The name of the band refers to the initials of the band members' names, KR2 + SL3.

Shortly after the band was formed, Irish singer Cara Dillon replaced Kate Rusby. In the summer of 1995, the band signed a record deal with Blanco y Negro (Warner Music Group).

The band recorded their debut album at Peter Gabriel's Realworld Studios in 1995 and 1996. The album, Return to Me, was produced by David Bottrill (Tool, Muse, King Crimson). There was a single release, "He Loves Me", with an accompanying promotional video. The band performed on MTV and VH1, but weeks before the planned release of the album the record label shelved it. In 2003 it saw a release under Rough Trade after Geoff Travis (the band's A+R) bought its rights.

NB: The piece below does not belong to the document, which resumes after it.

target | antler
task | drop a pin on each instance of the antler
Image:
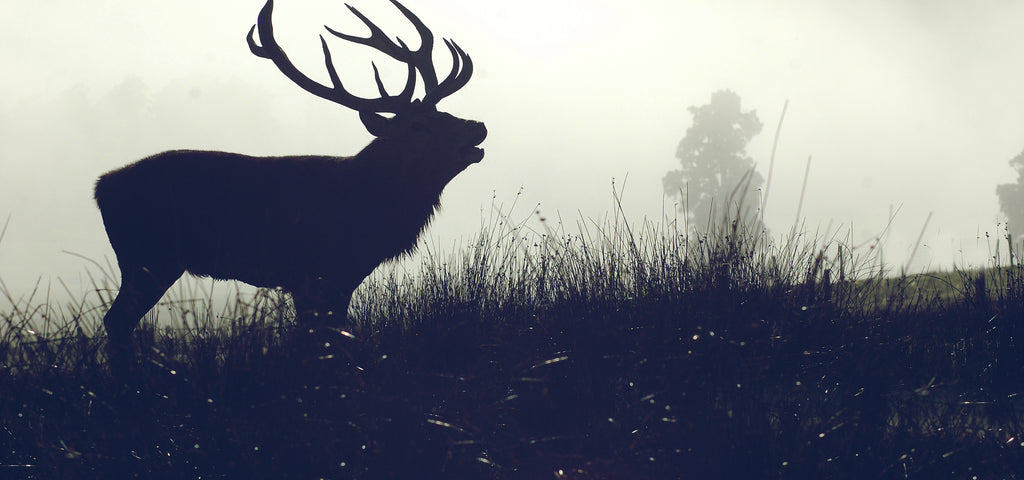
(338, 94)
(419, 60)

The band toured throughout the UK and Europe, and completed ten tours in the US in the late 1990s. The line-up would change over the years but Sean and Kathryn were constants as Equation went on to produce four albums: Return To Me (recorded 1996, released 2003), Hazy Daze (1998), The Lucky Few (1999), First Name Terms (2004), and The Dark Ages EP (2001).

=== Other projects ===
Lakeman has produced four albums for his younger brother Seth Lakeman. Freedom Fields went gold in the UK and was voted BBC Radio 2 Folk Album of the year (2007). The Mercury Music Prize nominated Kitty Jay and Poor Man's Heaven which were both certified Silver in the UK.

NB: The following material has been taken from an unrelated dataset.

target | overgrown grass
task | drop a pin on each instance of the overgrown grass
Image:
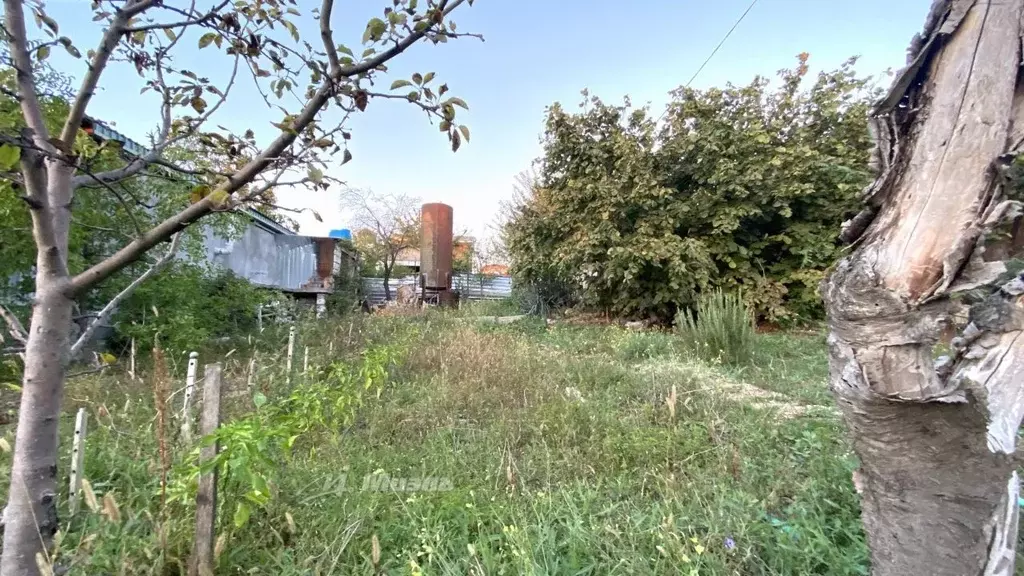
(720, 328)
(566, 450)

Lakeman is also half of the folk duo Kathryn Roberts and Sean Lakeman with his wife, singer Kathryn Roberts. They have recorded four albums together: 1 recorded in 2001 and 2 recorded in 2003, and after a nine-year hiatus, Hidden People (2012). Tomorrow Will Follow Today, released in early 2015, led to a tour of the UK.

In 2013 and 2016, the couple were voted Best Duo at the BBC Radio 2 Folk Awards. Kathryn's song 'The Ballad Of Andy Jacobs' was also nominated as Best Original Song at the same awards in 2013.

In August 2023, both Kathryn and Sean appeared as special guests with rock band The Levellers at the Beautiful Days festival performing two songs during the encore.

=== Record production ===
Lakeman's credits as record producer for folk and folk-rock bands include two highly acclaimed albums for The Levellers, plus other acts such as Seth Lakeman, Bellowhead, Frank Turner, Billy Bragg, Imelda May, The Willows, Carus Thompson, Show of Hands, Mad Dog Macrea, The Long Hill Ramblers and Rev Hammer.

Sean also appears as a session guitarist on albums by Cara Dillon and Caroline Herring.

==Personal life==
Sean is married to singer Kathryn Roberts and they have twin daughters, born in July 2007.